In the end, we have to prove that we are worthy of being a CO...that we can train a crew to safely drive the ship to sea and conduct whatever mission tasking is handed to us...from ISR to strike to approach and attack. All of those are 'day job' skills. CO's don't get fired because the motorcycle safety officer binder is outdated, they get fired for hitting other objects (or screwing the help or 'ordering' the ombudsman to post a picture with secret material on facebook).
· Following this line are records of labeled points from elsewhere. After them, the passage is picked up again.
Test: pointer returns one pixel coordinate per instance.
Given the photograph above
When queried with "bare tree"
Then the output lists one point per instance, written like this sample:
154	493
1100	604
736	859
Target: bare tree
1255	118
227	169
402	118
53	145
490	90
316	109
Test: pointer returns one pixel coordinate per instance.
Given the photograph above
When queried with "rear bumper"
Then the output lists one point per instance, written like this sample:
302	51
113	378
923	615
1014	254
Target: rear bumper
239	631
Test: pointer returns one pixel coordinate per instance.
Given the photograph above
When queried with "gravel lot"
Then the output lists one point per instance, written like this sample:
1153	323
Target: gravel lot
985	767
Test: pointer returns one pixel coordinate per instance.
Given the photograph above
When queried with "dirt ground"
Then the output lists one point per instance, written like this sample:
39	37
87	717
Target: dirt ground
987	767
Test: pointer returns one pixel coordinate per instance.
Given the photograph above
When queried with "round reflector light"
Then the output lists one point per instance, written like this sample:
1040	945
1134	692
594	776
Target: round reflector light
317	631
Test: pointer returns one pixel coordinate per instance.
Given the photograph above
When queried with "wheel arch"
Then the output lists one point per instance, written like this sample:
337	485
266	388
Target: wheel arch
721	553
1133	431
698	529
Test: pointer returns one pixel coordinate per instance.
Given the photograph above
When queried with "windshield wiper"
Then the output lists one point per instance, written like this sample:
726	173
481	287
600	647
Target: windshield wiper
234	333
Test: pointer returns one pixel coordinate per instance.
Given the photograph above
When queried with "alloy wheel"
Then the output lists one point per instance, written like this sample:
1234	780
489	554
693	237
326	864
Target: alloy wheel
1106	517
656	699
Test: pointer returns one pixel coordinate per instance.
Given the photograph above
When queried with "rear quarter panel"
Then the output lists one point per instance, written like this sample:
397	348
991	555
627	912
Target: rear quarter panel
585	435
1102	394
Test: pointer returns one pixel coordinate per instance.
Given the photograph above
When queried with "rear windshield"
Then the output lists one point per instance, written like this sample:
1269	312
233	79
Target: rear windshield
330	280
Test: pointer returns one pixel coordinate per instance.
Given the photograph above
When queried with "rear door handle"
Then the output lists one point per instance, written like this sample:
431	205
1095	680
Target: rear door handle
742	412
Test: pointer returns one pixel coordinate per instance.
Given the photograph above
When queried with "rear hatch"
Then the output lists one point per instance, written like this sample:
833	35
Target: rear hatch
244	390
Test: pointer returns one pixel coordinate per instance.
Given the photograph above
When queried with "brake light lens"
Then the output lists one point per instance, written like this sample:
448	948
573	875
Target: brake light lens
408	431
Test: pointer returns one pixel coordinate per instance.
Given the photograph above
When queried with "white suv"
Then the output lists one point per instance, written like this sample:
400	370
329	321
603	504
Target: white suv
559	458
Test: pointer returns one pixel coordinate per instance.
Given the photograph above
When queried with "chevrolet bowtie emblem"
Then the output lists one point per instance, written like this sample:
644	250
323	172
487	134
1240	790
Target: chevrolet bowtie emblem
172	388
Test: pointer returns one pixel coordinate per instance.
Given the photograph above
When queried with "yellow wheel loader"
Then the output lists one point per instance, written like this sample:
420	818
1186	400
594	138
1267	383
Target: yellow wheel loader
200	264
Warfighting readiness first. Everything else is secondary.
 

Spekkio

He bowls overhand.
The irony of this statement in today's Navy....
The design for undersea warfare by COMSUBFOR vs. CNOs sexual assault initiatives. It's like mommy and daddy are arguing and I don't know who to listen to!
 

BackOrdered

Well-Known Member
Contributor
The design for undersea warfare by COMSUBFOR vs. CNOs sexual assault initiatives. It's like mommy and daddy are arguing and I don't know who to listen to!

Spekkio I PM'd you back and lets leave it at that. And yeah, I still would like to see how fumbling the CO's "whammadine" SAPR program will hold up in today's Navy.
 

Spekkio

He bowls overhand.
Yea because scheduling, conducting, and keeping a record of required SAPR GMT training and (hopefully never) writing up a report when it occurs is SOOO hard that it deserves a #1 EP fitrep. Come on.